Folha de São Paulo 14/09/09
Um dos funcionários da Receita que lideraram a blitz a diário teria vínculos com agência de inteligência
SILVANA ARANTES
DE BUENOS AIRES
Depois que a direção da Receita Federal e a Casa Rosada negaram a autoria da espalhafatosa blitz fiscal empreendida contra o grupo Clarín, na última quinta-feira, uma nova peça entrou no quebra-cabeças para desvendar a história.
A ordem para a operação, que contou com cerca de 200 agentes e envolveu buscas na sede do diário "Clarín" e em residências de diretores do grupo, teria partido da Side (Secretaria de Inteligência de Estado), órgão homólogo da Abin brasileira.
A atuação oculta da Side foi sugerida por jornais argentinos no fim de semana, depois de analisar o currículo dos dois funcionários da Receita que lideraram a blitz e foram afastados pelo diretor, Ricardo Echegaray. Um deles, Andrés Vázquez, teria vínculos anteriores -e atuais- com a Side.
Há duas versões antagônicas sobre quem na Side teria disparado a ordem. Uma delas aponta o marido da presidente, Cristina Kirchner, o ex-presidente Néstor Kirchner, que teria o órgão sob sua influência.
Essa seria a chave para entender a permanência no cargo de Echegaray, mesmo depois de afirmar publicamente que uma megaoperação do órgão que comanda foi feita nas suas costas. Echegaray entregou o cargo a Cristina, que recusou a renúncia, segundo o jornal "Página 12", aliado do governo.
É também do "Página 12" a insinuação de que Vázquez possa ter agido em linha com a Side, mas sob impulso de adversários do governo, como o governador de Chubut, Mario das Neves, peronista que se opõe aos Kirchner e é pré-candidato à sucessão de Cristina.
Essa hipótese abraça o argumento oficial de que o governo não seria tão estúpido para determinar uma ação que o prejudicasse com tanta contundência num momento crucial.
Está em discussão no Congresso o projeto do governo da Lei de Serviços Audiovisuais. O grupo Clarín é contrário ao projeto, em que vê tentativa do governo de controlar a mídia.
Além disso, os interesses econômicos do Clarín seriam seriamente afetados pela lei. As medidas de "desconcentração" de propriedade previstas obrigariam o grupo a se desfazer de parte de suas concessões, além de ver entrar no mercado de TV a cabo, que hoje domina, um enorme competidor -as companhias telefônicas ficam autorizadas a operar o "triple play" (telefone, internet e cabo).

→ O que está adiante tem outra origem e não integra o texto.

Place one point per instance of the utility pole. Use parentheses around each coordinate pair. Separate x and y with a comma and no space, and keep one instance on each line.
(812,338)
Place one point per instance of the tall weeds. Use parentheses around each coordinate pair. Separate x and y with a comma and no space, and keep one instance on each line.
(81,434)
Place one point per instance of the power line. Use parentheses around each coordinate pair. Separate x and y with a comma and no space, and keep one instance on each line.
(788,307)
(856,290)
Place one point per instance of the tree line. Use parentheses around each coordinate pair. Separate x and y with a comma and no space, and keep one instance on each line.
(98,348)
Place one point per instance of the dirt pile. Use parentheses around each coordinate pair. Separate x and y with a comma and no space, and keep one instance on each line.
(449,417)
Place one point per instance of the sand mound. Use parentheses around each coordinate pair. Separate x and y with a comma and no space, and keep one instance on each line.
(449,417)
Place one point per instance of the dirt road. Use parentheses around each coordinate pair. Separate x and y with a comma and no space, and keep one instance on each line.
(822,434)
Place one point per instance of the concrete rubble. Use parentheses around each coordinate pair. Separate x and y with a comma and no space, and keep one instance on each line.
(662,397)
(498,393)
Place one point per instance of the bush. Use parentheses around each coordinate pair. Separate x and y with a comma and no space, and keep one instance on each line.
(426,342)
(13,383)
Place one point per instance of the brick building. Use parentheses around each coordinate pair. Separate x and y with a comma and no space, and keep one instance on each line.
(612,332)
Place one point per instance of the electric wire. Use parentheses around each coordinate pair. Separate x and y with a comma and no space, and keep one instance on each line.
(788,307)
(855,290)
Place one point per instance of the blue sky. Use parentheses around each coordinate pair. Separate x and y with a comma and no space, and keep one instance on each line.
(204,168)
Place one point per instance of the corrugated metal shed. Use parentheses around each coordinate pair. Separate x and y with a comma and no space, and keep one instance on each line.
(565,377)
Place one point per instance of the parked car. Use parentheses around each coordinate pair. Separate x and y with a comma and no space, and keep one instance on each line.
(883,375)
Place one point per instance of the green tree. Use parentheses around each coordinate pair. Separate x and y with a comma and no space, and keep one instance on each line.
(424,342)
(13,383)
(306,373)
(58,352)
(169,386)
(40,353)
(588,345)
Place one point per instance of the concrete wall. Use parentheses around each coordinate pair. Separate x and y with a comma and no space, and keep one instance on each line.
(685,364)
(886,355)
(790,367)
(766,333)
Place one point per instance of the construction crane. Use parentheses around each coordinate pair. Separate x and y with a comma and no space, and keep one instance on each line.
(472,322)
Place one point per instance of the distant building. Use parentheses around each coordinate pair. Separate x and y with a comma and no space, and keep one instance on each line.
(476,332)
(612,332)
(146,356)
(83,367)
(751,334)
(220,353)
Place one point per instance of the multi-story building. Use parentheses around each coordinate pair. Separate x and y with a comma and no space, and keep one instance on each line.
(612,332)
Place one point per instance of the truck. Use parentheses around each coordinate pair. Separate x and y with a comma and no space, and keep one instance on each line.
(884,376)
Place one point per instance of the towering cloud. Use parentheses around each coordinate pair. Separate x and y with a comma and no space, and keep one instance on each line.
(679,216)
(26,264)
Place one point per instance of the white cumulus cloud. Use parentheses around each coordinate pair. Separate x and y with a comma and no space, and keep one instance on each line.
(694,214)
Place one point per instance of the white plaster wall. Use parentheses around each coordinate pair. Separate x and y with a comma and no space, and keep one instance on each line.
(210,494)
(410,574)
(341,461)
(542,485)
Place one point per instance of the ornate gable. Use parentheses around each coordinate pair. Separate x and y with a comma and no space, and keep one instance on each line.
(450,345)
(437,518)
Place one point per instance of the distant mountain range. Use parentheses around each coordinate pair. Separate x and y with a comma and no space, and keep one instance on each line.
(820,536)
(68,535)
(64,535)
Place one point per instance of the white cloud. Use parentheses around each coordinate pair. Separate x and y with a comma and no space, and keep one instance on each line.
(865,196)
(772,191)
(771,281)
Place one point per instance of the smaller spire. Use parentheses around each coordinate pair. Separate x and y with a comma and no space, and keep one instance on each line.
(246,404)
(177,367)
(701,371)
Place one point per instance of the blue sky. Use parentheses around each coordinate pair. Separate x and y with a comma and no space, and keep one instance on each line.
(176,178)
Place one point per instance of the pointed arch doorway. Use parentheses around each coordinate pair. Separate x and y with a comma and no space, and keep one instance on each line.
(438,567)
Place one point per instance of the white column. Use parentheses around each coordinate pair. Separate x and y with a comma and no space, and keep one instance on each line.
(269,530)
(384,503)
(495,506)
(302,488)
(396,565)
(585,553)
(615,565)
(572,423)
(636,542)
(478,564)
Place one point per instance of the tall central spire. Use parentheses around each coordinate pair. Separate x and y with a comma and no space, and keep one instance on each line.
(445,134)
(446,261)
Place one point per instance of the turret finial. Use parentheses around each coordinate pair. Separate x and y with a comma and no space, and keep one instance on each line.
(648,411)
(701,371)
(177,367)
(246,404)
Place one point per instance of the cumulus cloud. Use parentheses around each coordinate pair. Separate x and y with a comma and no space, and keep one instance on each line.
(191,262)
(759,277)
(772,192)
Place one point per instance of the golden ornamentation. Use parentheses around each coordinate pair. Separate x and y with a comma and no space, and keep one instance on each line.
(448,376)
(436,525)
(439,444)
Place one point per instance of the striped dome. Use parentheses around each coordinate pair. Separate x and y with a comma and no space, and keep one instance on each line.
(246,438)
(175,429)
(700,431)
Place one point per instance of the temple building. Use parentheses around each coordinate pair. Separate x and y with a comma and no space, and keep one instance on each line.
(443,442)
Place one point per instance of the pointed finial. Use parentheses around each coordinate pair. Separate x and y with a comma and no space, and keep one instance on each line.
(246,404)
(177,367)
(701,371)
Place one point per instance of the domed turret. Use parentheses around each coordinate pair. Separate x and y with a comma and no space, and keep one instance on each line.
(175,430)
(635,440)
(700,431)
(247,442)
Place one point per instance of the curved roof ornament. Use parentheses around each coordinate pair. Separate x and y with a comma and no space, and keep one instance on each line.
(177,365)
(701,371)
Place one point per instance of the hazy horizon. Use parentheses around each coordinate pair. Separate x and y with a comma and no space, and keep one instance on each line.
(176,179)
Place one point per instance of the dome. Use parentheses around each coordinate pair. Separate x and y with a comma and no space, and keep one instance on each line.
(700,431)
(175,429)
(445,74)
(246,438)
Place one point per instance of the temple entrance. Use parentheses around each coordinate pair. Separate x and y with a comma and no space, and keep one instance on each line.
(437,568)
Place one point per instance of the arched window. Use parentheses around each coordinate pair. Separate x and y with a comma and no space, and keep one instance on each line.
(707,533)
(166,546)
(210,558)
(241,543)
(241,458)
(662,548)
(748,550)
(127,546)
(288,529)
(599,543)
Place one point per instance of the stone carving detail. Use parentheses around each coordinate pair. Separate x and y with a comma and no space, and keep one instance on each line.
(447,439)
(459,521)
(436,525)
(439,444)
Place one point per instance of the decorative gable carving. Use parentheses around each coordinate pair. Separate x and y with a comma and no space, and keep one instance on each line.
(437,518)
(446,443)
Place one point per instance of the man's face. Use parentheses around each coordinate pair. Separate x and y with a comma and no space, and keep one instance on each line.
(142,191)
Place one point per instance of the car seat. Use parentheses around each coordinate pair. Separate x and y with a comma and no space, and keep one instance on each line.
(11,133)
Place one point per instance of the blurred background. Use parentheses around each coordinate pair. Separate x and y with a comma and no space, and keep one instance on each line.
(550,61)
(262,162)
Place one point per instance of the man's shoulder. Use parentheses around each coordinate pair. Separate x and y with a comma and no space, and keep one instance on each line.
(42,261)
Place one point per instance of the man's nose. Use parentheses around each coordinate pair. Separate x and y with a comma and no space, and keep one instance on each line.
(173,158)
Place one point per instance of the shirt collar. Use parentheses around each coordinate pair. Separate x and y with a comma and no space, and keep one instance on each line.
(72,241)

O "Clarín" publicou ontem um texto em que contesta, com dados estatísticos sobre seu alcance, a designação de "monopólio" que o governo lhe dá. "Clarín é o principal grupo de mídia, mas o cenário é plural e competitivo", afirma o texto.
A blitz no "Clarín" ajudou a fortalecer a oposição contra a lei de mídia do governo, sob a liderança do vice-presidente, Julio Cobos, de quem a Casa Rosada pediu a renúncia, por seu gesto opositor. "Seria mais fácil renunciar, mas meu compromisso é com a cidadania e vou seguir onde estou", disse.
A associação dos empregados da Receita Federal, por sua vez, divulgou nota ratificando a blitz contra o "Clarín" e a competência da Receita para fiscalizar sem distinções. "Não pedimos desculpas nem concedemos privilégios", dizem.